-
Notifications
You must be signed in to change notification settings - Fork 0
L2 Compiler Deep Dive
The L2 compiler is JNode's SSA-based, optimizing JIT compiler for x86. It translates bytecode to a quad-based IR, applies optimization passes, performs linear-scan register allocation, and emits native x86 code.
The L2 compiler (org.jnode.vm.x86.compiler.l2) is the tier-2, optimizing compiler in JNode's JIT pipeline. While the L1 compiler translates bytecodes directly to native code with a virtual stack, the L2 compiler builds a full Intermediate Representation (IR), converts it to Static Single Assignment (SSA) form, runs multiple optimization passes, allocates registers via linear scan, and finally emits optimized x86 machine code. It is used for hot, performance-critical methods.
The pipeline lives entirely under core/src/core/org/jnode/vm/:
| Package | Role |
|---|---|
org.jnode.vm.compiler.ir |
Architecture-independent IR (quads, CFG, SSA) |
org.jnode.vm.x86.compiler.l2 |
x86-specific code generation and register pool |
org.jnode.assembler.x86 |
Low-level x86 byte encoder |
IRControlFlowGraph<T> (core/src/core/org/jnode/vm/compiler/ir/IRControlFlowGraph.java) is the top-level IR container. It holds an array of IRBasicBlock objects representing the method's control flow graph. It manages SSA construction/destruction, dominance computation, liveness analysis, and the optimization loop.

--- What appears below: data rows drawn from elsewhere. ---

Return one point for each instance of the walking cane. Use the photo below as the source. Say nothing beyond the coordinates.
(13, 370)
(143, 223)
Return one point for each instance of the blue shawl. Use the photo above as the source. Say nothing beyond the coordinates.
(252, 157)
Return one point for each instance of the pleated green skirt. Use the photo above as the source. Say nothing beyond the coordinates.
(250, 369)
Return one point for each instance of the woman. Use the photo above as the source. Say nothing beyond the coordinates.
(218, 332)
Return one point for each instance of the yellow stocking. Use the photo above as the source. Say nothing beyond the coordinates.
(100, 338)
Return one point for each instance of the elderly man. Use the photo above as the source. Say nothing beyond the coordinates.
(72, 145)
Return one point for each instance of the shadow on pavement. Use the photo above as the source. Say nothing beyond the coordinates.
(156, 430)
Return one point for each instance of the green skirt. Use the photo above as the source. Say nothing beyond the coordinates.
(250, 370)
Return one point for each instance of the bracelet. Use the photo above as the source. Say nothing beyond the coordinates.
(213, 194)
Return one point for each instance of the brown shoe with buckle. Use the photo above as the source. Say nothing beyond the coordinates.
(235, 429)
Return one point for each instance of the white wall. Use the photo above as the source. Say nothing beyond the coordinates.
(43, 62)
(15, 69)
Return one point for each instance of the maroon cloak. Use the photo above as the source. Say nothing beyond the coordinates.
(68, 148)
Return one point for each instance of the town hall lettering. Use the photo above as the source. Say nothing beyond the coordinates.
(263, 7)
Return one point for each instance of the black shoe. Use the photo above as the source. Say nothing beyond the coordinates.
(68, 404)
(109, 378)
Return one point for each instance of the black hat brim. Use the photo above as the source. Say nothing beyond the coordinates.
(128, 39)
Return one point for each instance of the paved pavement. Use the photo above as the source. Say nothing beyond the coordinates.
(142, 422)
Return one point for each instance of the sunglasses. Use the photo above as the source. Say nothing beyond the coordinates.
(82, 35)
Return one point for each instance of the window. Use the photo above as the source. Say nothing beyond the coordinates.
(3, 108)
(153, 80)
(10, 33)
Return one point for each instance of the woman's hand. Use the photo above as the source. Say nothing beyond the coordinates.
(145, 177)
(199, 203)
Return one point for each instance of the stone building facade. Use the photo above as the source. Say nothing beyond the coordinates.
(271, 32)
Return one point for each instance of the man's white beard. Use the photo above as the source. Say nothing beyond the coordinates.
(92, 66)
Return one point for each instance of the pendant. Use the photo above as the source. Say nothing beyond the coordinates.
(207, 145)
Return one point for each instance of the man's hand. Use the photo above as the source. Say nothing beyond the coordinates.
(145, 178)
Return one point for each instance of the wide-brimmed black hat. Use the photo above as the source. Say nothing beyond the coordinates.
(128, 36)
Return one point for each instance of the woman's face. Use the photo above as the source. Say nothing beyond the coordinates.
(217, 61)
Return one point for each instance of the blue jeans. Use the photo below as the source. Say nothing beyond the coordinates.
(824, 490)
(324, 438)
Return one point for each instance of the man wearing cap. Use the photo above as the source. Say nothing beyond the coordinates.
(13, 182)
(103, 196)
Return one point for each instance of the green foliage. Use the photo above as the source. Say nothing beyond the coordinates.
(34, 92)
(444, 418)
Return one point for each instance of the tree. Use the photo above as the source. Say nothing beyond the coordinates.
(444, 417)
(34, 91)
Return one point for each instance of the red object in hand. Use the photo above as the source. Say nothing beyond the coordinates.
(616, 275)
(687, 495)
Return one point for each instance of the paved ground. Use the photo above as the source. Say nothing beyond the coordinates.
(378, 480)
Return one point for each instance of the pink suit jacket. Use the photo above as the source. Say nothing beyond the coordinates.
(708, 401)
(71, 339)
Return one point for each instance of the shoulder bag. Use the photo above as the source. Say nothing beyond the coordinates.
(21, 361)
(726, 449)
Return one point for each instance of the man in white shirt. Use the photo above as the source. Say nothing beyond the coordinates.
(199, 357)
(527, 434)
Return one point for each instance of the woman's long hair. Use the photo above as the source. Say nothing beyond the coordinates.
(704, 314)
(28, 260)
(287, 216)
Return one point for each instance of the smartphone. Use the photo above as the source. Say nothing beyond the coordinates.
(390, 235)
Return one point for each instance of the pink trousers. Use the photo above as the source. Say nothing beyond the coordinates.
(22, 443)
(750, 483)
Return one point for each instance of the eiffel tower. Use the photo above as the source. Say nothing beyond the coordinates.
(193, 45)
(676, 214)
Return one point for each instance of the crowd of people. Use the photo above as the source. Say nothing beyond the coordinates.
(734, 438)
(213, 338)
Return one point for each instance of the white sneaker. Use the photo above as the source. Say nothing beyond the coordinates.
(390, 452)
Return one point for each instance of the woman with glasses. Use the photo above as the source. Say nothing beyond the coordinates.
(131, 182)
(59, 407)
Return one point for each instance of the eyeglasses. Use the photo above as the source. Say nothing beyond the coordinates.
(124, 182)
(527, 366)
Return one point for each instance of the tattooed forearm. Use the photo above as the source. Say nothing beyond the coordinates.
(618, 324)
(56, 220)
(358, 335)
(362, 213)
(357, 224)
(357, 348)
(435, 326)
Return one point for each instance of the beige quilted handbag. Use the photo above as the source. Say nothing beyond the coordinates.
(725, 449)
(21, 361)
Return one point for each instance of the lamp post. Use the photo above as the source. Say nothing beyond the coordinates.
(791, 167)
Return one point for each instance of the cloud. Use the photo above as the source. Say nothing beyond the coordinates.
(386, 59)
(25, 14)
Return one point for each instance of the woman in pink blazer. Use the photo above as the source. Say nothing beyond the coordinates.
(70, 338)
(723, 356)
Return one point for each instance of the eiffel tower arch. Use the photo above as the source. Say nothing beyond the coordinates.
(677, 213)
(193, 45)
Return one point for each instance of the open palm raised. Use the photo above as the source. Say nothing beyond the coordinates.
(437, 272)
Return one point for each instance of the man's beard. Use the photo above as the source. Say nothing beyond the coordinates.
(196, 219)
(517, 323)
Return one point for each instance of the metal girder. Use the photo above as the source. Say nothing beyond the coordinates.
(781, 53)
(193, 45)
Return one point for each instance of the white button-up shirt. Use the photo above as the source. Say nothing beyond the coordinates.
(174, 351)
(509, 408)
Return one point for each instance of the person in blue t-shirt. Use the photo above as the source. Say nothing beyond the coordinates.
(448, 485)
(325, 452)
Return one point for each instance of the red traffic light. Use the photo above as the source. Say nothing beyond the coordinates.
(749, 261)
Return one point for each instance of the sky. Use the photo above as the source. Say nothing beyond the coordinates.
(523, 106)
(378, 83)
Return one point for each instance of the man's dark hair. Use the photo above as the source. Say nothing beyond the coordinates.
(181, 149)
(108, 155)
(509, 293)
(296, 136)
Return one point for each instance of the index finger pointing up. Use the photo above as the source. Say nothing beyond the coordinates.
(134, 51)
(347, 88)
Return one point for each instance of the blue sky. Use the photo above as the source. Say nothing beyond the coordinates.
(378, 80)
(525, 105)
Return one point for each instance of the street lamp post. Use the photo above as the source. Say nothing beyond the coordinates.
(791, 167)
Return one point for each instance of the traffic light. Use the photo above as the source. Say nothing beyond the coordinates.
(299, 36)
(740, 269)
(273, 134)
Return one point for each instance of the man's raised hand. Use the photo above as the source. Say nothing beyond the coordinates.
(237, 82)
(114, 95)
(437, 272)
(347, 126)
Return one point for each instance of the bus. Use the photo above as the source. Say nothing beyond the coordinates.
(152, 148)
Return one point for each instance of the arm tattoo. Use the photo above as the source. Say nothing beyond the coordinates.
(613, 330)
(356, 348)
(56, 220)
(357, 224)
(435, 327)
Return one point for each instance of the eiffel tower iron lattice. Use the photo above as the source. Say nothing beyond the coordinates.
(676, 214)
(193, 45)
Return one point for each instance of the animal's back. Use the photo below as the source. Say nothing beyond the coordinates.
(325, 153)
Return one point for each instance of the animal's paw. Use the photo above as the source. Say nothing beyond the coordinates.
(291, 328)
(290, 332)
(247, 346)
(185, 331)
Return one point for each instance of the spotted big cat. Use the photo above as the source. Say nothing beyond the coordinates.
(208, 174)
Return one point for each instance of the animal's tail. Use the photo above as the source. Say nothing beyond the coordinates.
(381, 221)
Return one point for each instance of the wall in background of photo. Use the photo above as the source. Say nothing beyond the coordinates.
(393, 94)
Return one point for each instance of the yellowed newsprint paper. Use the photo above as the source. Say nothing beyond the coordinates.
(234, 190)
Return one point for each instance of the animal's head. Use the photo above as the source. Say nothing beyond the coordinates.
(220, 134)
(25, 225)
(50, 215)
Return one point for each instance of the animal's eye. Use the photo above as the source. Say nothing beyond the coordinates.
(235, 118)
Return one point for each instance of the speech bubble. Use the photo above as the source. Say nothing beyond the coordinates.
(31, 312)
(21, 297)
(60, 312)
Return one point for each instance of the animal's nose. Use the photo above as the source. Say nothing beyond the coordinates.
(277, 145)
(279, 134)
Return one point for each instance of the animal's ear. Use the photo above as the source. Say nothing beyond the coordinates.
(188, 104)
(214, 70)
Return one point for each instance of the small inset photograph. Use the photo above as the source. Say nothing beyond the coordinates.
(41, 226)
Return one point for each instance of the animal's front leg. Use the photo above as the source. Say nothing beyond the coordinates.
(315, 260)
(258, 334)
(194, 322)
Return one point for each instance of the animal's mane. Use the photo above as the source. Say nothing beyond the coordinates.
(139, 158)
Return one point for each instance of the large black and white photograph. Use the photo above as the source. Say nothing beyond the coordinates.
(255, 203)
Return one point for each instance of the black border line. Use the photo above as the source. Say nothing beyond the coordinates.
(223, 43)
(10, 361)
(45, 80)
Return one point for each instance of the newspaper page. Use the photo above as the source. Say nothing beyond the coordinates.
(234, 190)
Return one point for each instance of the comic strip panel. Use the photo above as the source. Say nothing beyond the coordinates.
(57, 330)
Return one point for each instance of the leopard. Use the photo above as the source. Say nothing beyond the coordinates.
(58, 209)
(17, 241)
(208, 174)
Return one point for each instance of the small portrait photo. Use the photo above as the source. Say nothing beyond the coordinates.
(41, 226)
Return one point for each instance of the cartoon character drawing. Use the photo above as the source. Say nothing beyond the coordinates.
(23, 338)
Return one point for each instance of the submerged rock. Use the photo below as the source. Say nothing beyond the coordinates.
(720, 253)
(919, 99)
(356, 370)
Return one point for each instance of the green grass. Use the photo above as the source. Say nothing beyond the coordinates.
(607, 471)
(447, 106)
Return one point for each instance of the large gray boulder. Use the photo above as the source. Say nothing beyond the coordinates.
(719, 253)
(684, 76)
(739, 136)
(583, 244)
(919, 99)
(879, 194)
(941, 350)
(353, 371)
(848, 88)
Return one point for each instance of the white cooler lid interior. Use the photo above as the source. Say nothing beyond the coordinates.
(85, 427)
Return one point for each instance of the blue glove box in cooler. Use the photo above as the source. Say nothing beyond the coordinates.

IRBasicBlock<T> represents a single basic block — a straight-line sequence of quads with no internal branches. It maintains:
- List of
Quadinstructions - Predecessor and successor block references
- Immediate dominator (
idominator) - Dominance frontier and set of dominated blocks
Quads are JNode's three-address IR instructions. Each quad carries an address (its quad index within the block), a bytecode address, and a flag for dead-code elimination.
| Quad Class | Purpose |
|---|---|
BinaryQuad<T> |
Binary ops: IADD, ISUB, IMUL, IDIV, FADD, etc. |
UnaryQuad<T> |
Unary ops: INEG, I2L, F2I, etc. |
ConstantRefAssignQuad<T> |
Load a constant literal |
VariableRefAssignQuad<T> |
Copy between variables |
PhiAssignQuad<T> |
Phi function (SSA merge) |
ConditionalBranchQuad<T> |
If-goto |
UnconditionalBranchQuad<T> |
Goto |
TableswitchQuad<T> |
TABLESWITCH bytecode |
LookupswitchQuad<T> |
LOOKUPSWITCH bytecode |
CallQuad, StaticCallQuad, VirtualCallQuad
|
Method calls |
ReturnQuad |
Method return |
The SSA form is constructed by IRControlFlowGraph.constructSSA(), which calls:
-
computeDominance()— Computes dominators, immediate dominators, dominance frontiers, and dominated-blocks sets for all basic blocks. -
placePhiFunctions()— Iterates variables defined in blocks with multiple predecessors; insertsPhiAssignQuadat the dominance frontier of those blocks. -
renameVariables(startBlock)— Depth-first traversal that renames each variable use to the current top of the SSA renaming stack, pushing a new SSA version on each assignment. Each variable thus gets a unique SSA version at each program point.
deconstrucSSA() removes phi functions and replaces each PhiAssignQuad with a sequence of VariableRefAssignQuad moves — one from each control flow predecessor. The move from the earliest block is selected as the canonical assignment for the phi LHS.
The full optimization sequence in X86Level2Compiler.doCompile():
1. cfg.constructSSA()
2. cfg.optimize() // Pass 2: per-quad constant folding, copy propagation
3. cfg.removeUnusedVars() // Remove variables with zero uses
4. cfg.deconstrucSSA() // Convert phi functions to moves
5. cfg.removeDefUseChains() // Copy propagation for single-use variables
6. cfg.fixupAddresses() // Reassign sequential addresses after SSA destruction
BinaryQuad.doPass2() checks if both operands are Constant. If so, it computes the result at compile time and replaces the quad with a ConstantRefAssignQuad. This runs on every binary op (add, sub, mul, div, and, or, xor, etc.).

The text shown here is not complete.